2. Hydrate with the right kinds of fluids.

We’ve all heard you should drink fluids when fighting a cold. Just make sure you choose the best kinds.

  • Water is the preferred choice, as it keeps you hydrated and washes away cavity-causing acids.
  • Sugar-free sports drinks can give you an energy boost.
  • Low-sugar juice can be consumed in moderation if followed with water to wash away sugars from your teeth.

3. Maintain your daily oral health care routine.

You may not feel like doing much when you’re sick, but don’t let misery and exhaustion keep you from brushing twice a day and flossing daily.

4. Combat side effects.

Vomiting can be an unfortunate side effect of the flu.

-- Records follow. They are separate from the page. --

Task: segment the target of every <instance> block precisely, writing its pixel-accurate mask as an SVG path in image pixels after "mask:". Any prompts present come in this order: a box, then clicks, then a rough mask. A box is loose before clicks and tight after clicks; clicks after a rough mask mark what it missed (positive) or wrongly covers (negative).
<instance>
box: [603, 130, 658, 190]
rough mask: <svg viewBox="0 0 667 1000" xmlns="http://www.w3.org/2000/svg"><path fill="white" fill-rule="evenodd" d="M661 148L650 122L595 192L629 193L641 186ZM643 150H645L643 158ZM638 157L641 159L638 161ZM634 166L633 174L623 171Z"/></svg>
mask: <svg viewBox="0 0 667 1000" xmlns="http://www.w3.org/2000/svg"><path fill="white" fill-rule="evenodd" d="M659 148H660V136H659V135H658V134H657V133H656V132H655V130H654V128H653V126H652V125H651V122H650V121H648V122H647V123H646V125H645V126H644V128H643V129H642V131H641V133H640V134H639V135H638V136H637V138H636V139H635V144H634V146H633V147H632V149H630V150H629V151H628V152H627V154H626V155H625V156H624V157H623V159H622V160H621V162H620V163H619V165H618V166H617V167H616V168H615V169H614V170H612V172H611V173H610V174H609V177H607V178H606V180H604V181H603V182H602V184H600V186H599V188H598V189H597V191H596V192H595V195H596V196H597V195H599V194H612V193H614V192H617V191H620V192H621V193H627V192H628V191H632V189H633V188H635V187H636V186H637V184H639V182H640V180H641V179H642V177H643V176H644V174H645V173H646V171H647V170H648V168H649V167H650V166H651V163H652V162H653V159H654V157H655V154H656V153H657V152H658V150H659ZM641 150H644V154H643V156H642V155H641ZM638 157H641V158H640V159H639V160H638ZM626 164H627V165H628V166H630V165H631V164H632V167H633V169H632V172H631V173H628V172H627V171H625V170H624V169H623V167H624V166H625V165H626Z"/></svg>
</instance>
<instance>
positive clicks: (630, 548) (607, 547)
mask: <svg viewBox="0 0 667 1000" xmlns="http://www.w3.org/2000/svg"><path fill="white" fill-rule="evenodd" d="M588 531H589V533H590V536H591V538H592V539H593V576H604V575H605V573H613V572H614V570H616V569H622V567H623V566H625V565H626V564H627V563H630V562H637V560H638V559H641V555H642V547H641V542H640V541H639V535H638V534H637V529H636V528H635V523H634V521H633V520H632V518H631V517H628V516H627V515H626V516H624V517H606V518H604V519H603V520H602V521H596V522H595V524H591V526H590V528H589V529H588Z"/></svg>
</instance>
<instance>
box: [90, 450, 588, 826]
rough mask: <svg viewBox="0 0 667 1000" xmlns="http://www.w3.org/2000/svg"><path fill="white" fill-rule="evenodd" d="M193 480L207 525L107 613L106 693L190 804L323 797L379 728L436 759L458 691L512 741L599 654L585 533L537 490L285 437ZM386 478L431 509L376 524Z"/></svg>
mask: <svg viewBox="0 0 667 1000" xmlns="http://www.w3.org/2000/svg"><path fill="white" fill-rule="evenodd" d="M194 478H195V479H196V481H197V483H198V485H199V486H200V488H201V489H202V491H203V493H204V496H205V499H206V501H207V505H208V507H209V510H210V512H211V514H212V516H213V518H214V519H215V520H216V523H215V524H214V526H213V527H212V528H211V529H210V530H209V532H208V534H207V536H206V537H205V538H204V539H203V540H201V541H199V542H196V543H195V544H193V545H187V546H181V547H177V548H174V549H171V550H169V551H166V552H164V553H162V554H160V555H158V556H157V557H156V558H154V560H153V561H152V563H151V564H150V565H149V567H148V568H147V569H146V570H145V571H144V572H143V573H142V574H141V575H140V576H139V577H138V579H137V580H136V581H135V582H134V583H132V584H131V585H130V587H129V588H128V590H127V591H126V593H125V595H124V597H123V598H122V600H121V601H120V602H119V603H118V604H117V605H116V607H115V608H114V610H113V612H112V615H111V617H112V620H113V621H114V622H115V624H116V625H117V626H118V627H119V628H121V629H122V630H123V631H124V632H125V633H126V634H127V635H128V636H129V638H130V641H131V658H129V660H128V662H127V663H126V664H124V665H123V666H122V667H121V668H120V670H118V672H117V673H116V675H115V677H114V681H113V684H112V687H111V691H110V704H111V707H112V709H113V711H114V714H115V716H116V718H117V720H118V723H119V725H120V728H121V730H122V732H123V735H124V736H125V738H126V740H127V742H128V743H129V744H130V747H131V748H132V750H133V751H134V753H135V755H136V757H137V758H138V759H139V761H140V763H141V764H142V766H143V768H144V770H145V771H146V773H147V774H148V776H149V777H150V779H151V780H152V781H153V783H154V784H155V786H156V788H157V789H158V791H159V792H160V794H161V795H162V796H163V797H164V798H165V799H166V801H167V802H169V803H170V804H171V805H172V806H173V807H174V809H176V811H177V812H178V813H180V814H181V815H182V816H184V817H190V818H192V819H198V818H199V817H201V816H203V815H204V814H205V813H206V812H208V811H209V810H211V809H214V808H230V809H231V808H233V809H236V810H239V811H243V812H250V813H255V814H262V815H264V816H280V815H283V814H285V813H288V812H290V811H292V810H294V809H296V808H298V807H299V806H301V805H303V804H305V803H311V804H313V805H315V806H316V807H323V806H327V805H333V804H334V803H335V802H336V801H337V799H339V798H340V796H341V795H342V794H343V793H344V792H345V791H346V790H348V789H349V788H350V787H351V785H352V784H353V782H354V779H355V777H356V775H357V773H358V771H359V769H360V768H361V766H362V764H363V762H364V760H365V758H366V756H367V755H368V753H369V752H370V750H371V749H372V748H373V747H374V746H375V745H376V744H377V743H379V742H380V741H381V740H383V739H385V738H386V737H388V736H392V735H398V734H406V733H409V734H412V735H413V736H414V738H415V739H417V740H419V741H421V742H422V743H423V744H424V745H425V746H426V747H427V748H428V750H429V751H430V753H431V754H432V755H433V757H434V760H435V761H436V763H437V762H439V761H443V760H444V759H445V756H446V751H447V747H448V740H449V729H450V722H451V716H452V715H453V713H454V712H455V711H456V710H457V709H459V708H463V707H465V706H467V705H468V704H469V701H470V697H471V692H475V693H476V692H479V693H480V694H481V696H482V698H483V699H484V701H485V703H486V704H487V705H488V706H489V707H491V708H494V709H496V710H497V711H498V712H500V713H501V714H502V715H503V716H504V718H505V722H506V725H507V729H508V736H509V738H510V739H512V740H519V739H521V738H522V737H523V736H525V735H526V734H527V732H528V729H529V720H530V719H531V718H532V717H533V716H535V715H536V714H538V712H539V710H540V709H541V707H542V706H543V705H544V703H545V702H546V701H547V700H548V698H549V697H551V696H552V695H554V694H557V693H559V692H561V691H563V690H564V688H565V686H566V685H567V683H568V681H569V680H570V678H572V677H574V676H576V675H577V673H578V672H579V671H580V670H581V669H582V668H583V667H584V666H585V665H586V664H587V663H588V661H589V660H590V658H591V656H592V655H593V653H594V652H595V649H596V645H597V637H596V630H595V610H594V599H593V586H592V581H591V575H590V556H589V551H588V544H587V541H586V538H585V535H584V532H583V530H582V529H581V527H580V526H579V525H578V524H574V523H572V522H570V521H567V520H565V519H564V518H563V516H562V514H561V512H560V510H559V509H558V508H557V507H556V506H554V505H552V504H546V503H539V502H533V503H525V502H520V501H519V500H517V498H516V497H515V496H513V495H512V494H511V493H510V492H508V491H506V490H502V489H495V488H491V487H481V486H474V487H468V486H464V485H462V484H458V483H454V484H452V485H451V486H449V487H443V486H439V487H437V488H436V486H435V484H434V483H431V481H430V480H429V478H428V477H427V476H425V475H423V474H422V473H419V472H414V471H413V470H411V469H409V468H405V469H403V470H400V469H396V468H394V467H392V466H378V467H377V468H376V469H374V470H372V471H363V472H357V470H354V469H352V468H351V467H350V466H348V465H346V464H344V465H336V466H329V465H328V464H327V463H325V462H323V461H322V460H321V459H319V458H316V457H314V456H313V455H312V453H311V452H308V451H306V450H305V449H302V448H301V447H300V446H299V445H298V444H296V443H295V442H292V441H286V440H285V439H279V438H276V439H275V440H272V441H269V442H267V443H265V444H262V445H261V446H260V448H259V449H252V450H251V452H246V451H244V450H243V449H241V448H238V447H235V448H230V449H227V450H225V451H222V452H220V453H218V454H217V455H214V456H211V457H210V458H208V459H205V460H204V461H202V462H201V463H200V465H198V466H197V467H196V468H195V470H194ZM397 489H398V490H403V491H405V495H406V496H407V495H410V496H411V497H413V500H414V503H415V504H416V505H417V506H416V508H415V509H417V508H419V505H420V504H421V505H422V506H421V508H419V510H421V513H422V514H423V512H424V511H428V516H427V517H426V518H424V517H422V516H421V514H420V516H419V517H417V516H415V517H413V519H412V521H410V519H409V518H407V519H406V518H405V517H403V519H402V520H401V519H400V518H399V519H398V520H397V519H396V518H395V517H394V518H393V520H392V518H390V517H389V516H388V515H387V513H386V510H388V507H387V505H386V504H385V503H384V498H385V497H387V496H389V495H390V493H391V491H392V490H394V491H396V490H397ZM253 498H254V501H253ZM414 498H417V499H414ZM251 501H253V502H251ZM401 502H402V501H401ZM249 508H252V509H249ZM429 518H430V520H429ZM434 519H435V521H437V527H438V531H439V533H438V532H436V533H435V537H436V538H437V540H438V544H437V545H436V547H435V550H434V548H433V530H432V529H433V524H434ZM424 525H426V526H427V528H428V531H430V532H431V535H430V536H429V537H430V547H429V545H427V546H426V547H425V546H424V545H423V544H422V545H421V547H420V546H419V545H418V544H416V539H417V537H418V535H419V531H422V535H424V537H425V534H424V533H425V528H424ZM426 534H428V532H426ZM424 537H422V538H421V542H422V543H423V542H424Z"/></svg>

Not only does it dehydrate you, but stomach acids can also coat your teeth. Although you may be inclined to brush immediately, wait about 30 minutes. Brushing right after can wear down enamel softened by acid, so it’s better to swish and spit with water and baking soda several times to clean your mouth. Baking soda helps neutralize stomach acid.

Nasal congestion causes dry mouth, which can be exacerbated by over-the-counter medications, such as decongestants and antihistamines that are used to relieve stuffy noses. Try adding moisture to the air with a humidifier or vaporizer. You may also want to use a saline nasal spray. Don’t let dry mouth cause tooth decay and gum disease; drink plenty of water and suck on sugar-free hard candy to stimulate saliva and keep your mouth and throat moist.

If you start to feel under the weather during cold and flu season, take steps as soon as possible to protect your oral and overall health.